Jim Leyland provides plenty of grist for the mill of criticism, but loves his team and its fans. In the spirit of noting his strengths, and providing another Torii Hunter-sized hug, let's note a study presented this week at Fangraphs. Bradley Woodrum crunched the numbers on pinch hitters for 2009 through 2013, presenting the result for each team. The Tigers topped the list among all American League teams.
The results are presented in terms of wOBA, weighted on-base average. This is a measure of the value of a player's walks, hits, and hit-by-pitches. It is scaled to match on-base percentage, so a value of .400 is excellent, .320 is average, and .300 is poor.
Even though the results cover five years of data, and up to 1,444 plate appearances per team, there is wide variation from the best to the worst. The Tigers are in first place among American League teams with a .300 wOBA, and the Orioles come in last at .227. All teams come in below average, because if the typical pinch hitter were an average hitter, he would be a starter.

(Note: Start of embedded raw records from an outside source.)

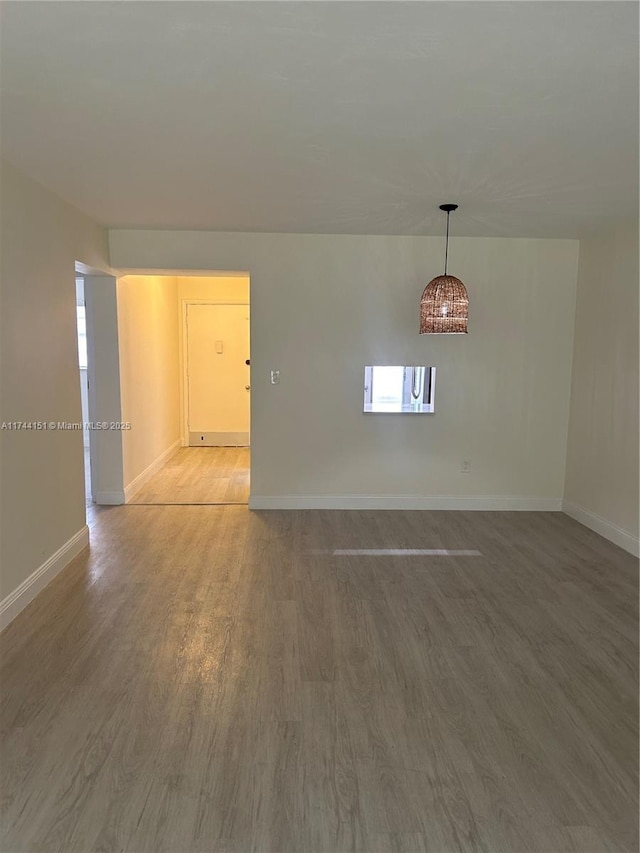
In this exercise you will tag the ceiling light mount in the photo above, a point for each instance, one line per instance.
(444, 306)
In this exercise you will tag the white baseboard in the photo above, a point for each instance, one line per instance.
(605, 528)
(29, 588)
(136, 484)
(110, 498)
(483, 502)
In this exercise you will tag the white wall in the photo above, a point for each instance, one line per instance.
(148, 332)
(325, 306)
(42, 492)
(602, 457)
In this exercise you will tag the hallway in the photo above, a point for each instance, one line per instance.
(200, 475)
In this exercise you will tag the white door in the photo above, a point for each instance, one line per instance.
(218, 375)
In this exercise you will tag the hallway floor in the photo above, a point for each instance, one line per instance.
(200, 475)
(213, 680)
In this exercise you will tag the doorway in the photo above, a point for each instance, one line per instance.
(217, 374)
(212, 465)
(83, 366)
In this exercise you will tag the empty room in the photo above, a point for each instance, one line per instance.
(414, 625)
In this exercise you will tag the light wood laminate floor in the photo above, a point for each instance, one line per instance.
(208, 475)
(210, 679)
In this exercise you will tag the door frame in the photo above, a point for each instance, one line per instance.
(184, 385)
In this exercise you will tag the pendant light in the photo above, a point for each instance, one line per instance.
(444, 306)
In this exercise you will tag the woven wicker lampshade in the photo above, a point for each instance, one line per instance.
(444, 307)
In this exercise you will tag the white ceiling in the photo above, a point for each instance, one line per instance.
(328, 117)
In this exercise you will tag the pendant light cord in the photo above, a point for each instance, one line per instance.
(446, 250)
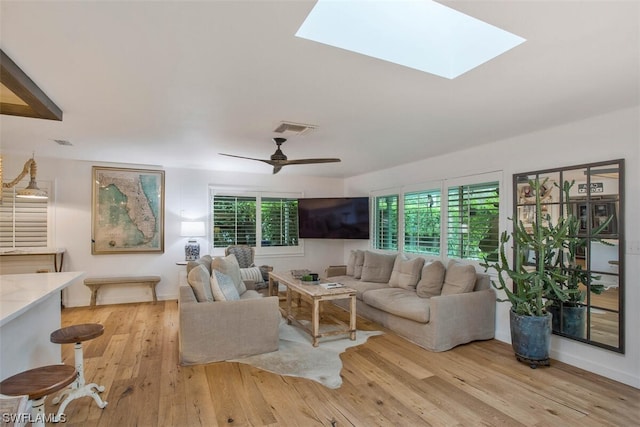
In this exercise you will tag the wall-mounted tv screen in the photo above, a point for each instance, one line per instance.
(334, 218)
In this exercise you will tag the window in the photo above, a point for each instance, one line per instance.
(472, 224)
(422, 222)
(279, 222)
(234, 221)
(386, 222)
(254, 219)
(23, 222)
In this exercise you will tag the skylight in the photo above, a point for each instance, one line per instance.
(419, 34)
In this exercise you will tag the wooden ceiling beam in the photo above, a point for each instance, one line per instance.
(39, 105)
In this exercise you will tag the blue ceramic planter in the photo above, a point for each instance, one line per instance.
(531, 338)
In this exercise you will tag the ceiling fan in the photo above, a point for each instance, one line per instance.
(279, 159)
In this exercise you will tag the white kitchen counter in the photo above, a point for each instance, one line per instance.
(29, 312)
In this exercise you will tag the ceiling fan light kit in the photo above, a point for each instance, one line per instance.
(279, 159)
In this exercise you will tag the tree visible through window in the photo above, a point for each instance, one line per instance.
(472, 227)
(234, 221)
(386, 222)
(254, 220)
(422, 222)
(279, 222)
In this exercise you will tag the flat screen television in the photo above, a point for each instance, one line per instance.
(334, 218)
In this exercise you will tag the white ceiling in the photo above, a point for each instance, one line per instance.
(174, 83)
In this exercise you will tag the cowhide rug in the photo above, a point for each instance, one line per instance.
(296, 356)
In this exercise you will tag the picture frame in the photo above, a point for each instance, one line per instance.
(127, 210)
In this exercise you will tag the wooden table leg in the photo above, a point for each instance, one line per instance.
(94, 295)
(315, 321)
(289, 297)
(352, 319)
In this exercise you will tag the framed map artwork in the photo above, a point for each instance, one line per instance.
(127, 211)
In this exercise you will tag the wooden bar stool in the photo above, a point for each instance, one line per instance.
(38, 383)
(77, 334)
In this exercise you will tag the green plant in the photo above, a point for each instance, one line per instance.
(535, 287)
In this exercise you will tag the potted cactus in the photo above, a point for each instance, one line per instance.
(532, 289)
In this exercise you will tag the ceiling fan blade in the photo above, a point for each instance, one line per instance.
(270, 162)
(309, 161)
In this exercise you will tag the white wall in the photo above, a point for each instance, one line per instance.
(607, 137)
(186, 193)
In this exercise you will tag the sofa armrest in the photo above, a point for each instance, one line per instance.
(335, 270)
(223, 330)
(462, 318)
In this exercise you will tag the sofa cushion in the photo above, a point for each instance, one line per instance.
(204, 260)
(377, 267)
(358, 262)
(399, 302)
(198, 279)
(431, 280)
(459, 278)
(223, 288)
(406, 272)
(229, 266)
(251, 273)
(360, 286)
(251, 294)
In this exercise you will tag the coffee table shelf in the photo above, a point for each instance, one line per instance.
(315, 295)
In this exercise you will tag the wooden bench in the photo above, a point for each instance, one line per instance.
(95, 283)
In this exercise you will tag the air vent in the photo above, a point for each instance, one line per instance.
(294, 128)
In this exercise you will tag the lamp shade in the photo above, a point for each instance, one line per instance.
(192, 229)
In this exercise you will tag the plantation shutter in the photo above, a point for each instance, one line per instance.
(473, 212)
(386, 222)
(422, 222)
(279, 221)
(23, 222)
(234, 221)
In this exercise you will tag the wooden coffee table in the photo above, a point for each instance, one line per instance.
(314, 294)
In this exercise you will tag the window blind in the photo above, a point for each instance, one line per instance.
(422, 222)
(386, 222)
(23, 222)
(473, 210)
(279, 221)
(234, 221)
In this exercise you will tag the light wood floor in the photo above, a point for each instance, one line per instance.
(386, 382)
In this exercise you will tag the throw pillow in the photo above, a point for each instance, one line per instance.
(198, 279)
(431, 281)
(252, 273)
(406, 272)
(459, 278)
(223, 288)
(229, 265)
(204, 260)
(377, 267)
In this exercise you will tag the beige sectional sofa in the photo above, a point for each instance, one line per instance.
(214, 326)
(435, 307)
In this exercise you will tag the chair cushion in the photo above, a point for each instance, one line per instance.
(222, 287)
(356, 261)
(377, 267)
(204, 260)
(459, 278)
(431, 280)
(252, 273)
(399, 302)
(244, 255)
(229, 266)
(198, 278)
(406, 272)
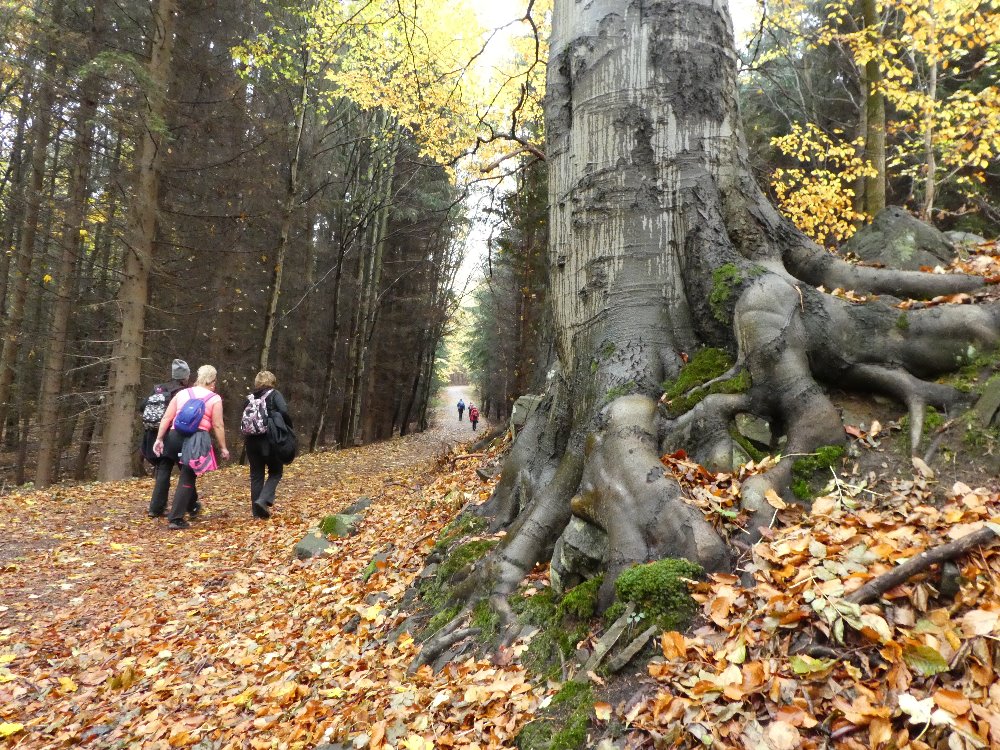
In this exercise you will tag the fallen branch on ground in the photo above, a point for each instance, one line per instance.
(879, 585)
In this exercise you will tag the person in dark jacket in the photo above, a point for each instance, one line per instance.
(163, 466)
(260, 453)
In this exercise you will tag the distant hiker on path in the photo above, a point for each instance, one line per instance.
(185, 426)
(153, 410)
(263, 406)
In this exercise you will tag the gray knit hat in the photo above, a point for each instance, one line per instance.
(179, 370)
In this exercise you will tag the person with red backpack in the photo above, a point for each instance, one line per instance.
(183, 437)
(263, 406)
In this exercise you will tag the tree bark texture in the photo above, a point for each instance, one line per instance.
(49, 442)
(141, 231)
(653, 206)
(41, 137)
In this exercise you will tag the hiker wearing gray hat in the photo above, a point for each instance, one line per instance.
(153, 409)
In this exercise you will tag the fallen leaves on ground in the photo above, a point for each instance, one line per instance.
(791, 663)
(115, 632)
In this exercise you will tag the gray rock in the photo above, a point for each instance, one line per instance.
(577, 555)
(898, 240)
(989, 403)
(339, 524)
(754, 428)
(313, 544)
(967, 239)
(486, 473)
(362, 503)
(523, 408)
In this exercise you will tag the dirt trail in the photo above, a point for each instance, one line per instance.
(115, 631)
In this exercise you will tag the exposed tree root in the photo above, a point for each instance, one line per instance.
(916, 565)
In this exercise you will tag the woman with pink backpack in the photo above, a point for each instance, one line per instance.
(184, 435)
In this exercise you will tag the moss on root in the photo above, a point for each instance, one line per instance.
(704, 365)
(561, 625)
(580, 602)
(660, 591)
(464, 555)
(625, 389)
(462, 525)
(563, 724)
(725, 279)
(811, 473)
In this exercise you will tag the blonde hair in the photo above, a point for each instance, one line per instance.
(265, 378)
(206, 375)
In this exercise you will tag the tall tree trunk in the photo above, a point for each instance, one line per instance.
(874, 119)
(41, 136)
(329, 370)
(389, 149)
(14, 192)
(653, 207)
(49, 444)
(288, 213)
(930, 161)
(141, 230)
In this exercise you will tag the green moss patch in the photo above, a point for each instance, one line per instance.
(704, 365)
(625, 389)
(564, 722)
(725, 279)
(660, 591)
(560, 625)
(580, 602)
(464, 555)
(811, 473)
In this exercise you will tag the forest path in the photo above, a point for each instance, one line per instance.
(115, 632)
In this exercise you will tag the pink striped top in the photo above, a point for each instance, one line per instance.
(205, 395)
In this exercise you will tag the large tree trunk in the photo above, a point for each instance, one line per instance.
(49, 442)
(874, 186)
(132, 295)
(661, 243)
(41, 137)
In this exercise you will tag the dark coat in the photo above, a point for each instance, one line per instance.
(275, 402)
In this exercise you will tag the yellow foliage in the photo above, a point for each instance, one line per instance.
(926, 41)
(817, 196)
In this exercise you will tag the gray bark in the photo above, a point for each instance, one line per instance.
(134, 290)
(651, 195)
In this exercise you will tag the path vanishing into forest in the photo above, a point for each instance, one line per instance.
(115, 632)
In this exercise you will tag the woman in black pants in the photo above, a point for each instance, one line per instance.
(260, 453)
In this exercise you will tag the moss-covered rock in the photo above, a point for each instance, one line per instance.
(704, 365)
(811, 473)
(339, 524)
(580, 602)
(660, 592)
(725, 280)
(564, 723)
(464, 555)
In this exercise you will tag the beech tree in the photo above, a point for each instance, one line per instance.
(661, 244)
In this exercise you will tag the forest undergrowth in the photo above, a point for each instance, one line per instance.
(115, 632)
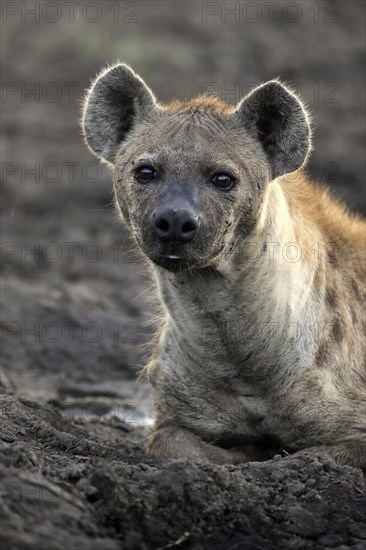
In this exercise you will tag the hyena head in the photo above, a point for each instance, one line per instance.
(190, 176)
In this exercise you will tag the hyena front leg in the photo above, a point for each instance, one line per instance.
(348, 454)
(173, 442)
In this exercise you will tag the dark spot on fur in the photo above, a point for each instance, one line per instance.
(353, 315)
(337, 333)
(331, 296)
(321, 356)
(355, 289)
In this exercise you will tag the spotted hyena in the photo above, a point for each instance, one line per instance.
(261, 273)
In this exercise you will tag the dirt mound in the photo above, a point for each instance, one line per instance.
(68, 484)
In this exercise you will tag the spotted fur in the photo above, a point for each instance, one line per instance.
(262, 342)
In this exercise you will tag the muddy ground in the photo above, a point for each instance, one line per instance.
(78, 306)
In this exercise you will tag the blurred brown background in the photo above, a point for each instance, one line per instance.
(75, 319)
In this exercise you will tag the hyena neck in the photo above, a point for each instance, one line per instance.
(269, 274)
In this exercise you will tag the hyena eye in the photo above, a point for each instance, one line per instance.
(223, 181)
(144, 174)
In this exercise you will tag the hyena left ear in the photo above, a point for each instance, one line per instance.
(116, 101)
(278, 119)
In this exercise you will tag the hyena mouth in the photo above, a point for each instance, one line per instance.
(173, 263)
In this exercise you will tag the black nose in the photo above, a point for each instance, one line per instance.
(175, 223)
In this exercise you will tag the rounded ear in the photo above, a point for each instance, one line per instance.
(278, 120)
(115, 101)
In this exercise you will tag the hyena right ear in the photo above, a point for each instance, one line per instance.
(117, 98)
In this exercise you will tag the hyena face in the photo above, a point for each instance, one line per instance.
(190, 176)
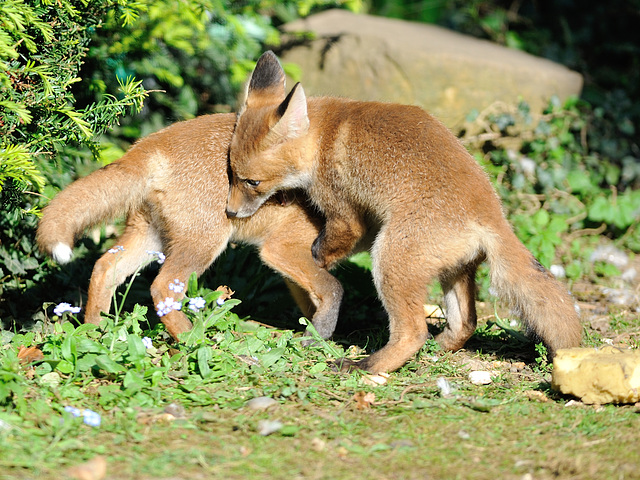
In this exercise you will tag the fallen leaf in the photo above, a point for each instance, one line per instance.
(375, 380)
(94, 469)
(536, 395)
(29, 354)
(261, 403)
(433, 311)
(226, 292)
(267, 427)
(318, 444)
(147, 419)
(480, 377)
(364, 399)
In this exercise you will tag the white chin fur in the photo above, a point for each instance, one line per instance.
(61, 253)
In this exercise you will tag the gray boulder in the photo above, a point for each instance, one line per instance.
(447, 73)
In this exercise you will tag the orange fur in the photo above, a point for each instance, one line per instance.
(173, 186)
(439, 216)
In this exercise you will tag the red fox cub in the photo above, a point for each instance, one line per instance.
(439, 216)
(173, 186)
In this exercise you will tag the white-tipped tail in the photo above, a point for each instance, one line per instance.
(61, 253)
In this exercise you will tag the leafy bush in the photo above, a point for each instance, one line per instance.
(70, 70)
(555, 182)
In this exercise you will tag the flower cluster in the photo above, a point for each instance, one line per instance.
(89, 417)
(177, 286)
(166, 306)
(65, 307)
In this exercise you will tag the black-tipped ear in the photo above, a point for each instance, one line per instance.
(294, 121)
(267, 83)
(267, 74)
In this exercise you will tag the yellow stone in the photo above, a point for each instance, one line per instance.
(598, 376)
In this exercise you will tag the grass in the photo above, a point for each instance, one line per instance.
(181, 410)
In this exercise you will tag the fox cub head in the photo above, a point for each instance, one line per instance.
(267, 151)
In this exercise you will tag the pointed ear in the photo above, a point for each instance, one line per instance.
(294, 121)
(267, 82)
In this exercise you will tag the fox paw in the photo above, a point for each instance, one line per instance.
(344, 365)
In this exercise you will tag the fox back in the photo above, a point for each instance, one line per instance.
(172, 186)
(438, 213)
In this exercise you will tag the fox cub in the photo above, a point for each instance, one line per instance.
(173, 187)
(439, 216)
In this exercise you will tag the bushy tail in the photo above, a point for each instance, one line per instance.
(100, 196)
(542, 302)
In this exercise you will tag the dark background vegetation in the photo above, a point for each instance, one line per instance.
(73, 78)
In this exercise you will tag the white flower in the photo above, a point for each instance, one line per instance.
(91, 418)
(159, 256)
(63, 308)
(166, 306)
(177, 286)
(196, 304)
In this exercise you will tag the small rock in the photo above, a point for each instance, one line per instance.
(94, 469)
(261, 403)
(558, 271)
(620, 296)
(480, 377)
(598, 376)
(517, 367)
(610, 254)
(174, 409)
(629, 275)
(51, 379)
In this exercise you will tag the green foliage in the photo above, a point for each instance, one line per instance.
(194, 55)
(554, 181)
(42, 45)
(71, 70)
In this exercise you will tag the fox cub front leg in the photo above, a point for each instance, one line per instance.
(337, 239)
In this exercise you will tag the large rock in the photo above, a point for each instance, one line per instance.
(449, 74)
(607, 375)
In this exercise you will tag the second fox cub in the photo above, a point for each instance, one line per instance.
(438, 213)
(173, 186)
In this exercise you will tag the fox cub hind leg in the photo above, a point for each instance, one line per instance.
(113, 267)
(459, 289)
(322, 289)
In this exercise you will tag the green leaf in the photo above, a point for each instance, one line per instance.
(203, 356)
(69, 351)
(133, 382)
(108, 365)
(137, 350)
(361, 259)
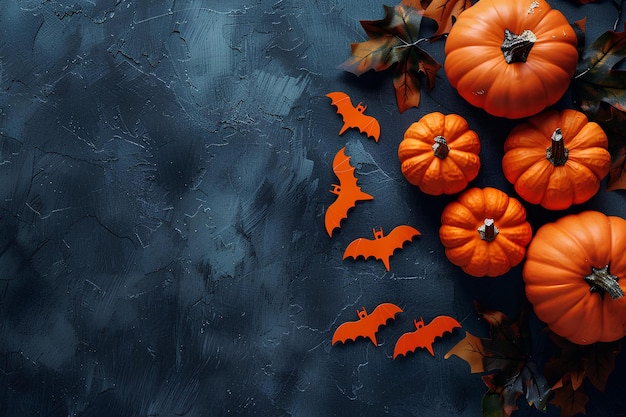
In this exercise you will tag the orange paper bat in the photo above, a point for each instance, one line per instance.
(353, 116)
(367, 325)
(424, 335)
(348, 192)
(381, 247)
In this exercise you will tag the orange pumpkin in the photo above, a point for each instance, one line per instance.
(556, 159)
(439, 154)
(575, 276)
(512, 58)
(485, 232)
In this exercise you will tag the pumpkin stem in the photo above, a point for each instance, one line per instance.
(488, 230)
(602, 281)
(440, 147)
(557, 153)
(516, 48)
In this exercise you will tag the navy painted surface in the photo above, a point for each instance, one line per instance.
(165, 168)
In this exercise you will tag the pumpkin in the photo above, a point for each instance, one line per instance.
(485, 232)
(512, 58)
(575, 276)
(556, 159)
(439, 154)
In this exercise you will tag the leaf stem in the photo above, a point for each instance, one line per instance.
(406, 44)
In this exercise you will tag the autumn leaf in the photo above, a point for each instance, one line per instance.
(392, 41)
(574, 365)
(505, 358)
(596, 81)
(599, 90)
(571, 401)
(444, 12)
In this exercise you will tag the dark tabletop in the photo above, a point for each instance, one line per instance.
(166, 168)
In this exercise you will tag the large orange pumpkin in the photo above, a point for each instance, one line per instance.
(556, 159)
(575, 276)
(485, 232)
(512, 58)
(439, 154)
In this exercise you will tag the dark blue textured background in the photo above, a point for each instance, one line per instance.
(165, 168)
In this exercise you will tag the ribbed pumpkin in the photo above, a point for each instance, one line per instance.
(485, 232)
(439, 154)
(512, 58)
(575, 276)
(556, 159)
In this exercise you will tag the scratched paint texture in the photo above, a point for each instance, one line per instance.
(164, 170)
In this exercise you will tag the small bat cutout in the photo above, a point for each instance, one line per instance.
(424, 335)
(353, 115)
(367, 325)
(347, 192)
(381, 247)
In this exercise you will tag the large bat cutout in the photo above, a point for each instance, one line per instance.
(381, 247)
(424, 335)
(348, 192)
(353, 116)
(367, 325)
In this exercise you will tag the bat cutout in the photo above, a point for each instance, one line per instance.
(424, 335)
(353, 115)
(347, 192)
(367, 325)
(381, 247)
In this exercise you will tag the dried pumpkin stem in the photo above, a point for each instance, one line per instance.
(557, 153)
(516, 48)
(440, 147)
(602, 281)
(488, 230)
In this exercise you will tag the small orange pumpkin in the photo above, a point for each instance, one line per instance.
(439, 154)
(512, 58)
(556, 159)
(485, 232)
(575, 277)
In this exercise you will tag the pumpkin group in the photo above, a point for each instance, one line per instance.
(556, 159)
(439, 154)
(485, 232)
(512, 58)
(575, 277)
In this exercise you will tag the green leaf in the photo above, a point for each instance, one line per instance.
(596, 81)
(394, 40)
(492, 405)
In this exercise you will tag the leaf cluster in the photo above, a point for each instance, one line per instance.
(510, 370)
(394, 41)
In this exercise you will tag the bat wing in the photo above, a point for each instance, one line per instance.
(351, 330)
(424, 337)
(347, 195)
(382, 249)
(366, 248)
(367, 326)
(352, 117)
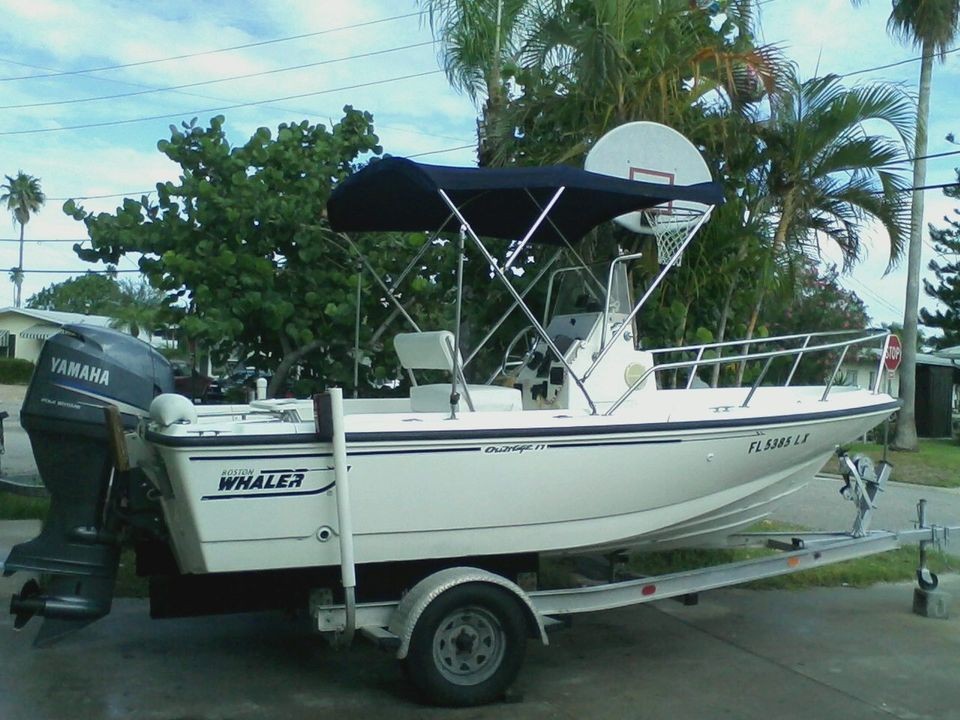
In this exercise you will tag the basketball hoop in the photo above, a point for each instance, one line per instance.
(654, 153)
(669, 233)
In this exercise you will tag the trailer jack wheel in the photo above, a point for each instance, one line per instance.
(467, 646)
(927, 580)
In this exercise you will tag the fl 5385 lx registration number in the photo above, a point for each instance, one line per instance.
(777, 443)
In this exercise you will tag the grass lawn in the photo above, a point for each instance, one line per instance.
(937, 462)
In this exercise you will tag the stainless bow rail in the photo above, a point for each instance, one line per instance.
(808, 343)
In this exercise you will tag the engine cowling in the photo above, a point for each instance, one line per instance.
(80, 371)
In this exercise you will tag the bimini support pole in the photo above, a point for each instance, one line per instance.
(455, 351)
(328, 411)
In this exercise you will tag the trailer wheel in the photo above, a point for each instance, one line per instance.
(467, 646)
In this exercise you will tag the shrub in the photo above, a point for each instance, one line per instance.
(14, 371)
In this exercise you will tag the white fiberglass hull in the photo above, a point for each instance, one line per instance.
(249, 494)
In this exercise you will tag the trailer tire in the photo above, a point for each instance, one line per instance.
(467, 646)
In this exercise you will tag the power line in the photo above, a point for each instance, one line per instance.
(45, 240)
(437, 152)
(167, 116)
(75, 272)
(101, 197)
(923, 157)
(901, 62)
(201, 83)
(61, 73)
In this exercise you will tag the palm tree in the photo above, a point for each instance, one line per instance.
(591, 65)
(477, 42)
(825, 174)
(931, 26)
(23, 197)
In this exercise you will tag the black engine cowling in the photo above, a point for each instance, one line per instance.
(80, 371)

The National League teams use pinch hitters much more often, since the pitcher is in the lineup. Detroit was fourth in pinch hit appearances among the American League teams with 507 plate appearances; about 100 per season, or a little more than once every other game. Joe Maddon's Rays pinch hit by far more than any other team in the league, But Jim Leyland is choosing to pinch hit more than most managers and has the best results.
Does Leyland use more platoons, which provide a natural pinch hitting opportunity? Does he outsmart the opposing manager by forcing a pitching change, and then pinch hitting to maintain the platoon advantage? Does he rest his starters more, providing higher quality hitters for pinch hitting opportunities? Or is this just one more example of the magic that is Don Kelly on the bench?